If signed by Governor Gavin Newsom, a new bill would use automated sensors and cameras to enforce decibel limits on cars and motorcycles.

May 12, 2022, 8:00 AM PDT

By Diana Ionescu @aworkoffiction


portrait of woman walking on the city street covering her ears

Fotos593 / Noise pollution

“California has long specified the decibel level at which stock or modified exhaust systems are deemed too loud—95 decibels for cars and 80 for motorcycles built after 1985—and this hasn’t changed,” notes an article by Emmet White in Autoweek. Now, a new bill would implement a five-year automated enforcement pilot program to ramp up enforcement.

“A ‘sound-activated enforcement system’ means sensors are activated when noise levels exceed legal limits, and smart cameras are used ‘to obtain a clear photograph of a vehicle license plate,’ the text of Senate Bill 1079 reads.”

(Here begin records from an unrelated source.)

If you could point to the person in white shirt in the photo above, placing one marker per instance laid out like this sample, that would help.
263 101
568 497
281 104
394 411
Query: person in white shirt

According to the bill, “Signage is required to notify motorists before they enter an enforcement zone. First time offenders will not be charged and only subsequent violations will incur fines. Additionally, participating city governments are required to create payment plans, deferment options, and fine waivers for low-income vehicle owners who demonstrate a temporary or indefinite inability to pay.”

White writes that how well the sensors will function remains to be seen. “It will be curious to gauge the accuracy of the enforcement devices, how manufacturers will continue to alter vehicles for California markets, and if the progressive penalty policies become a blueprint for more equitable traffic enforcement.”

Other states and cities are also experimenting with high-tech solutions to noise pollution as more research reveals the harmful effects of noise on public health.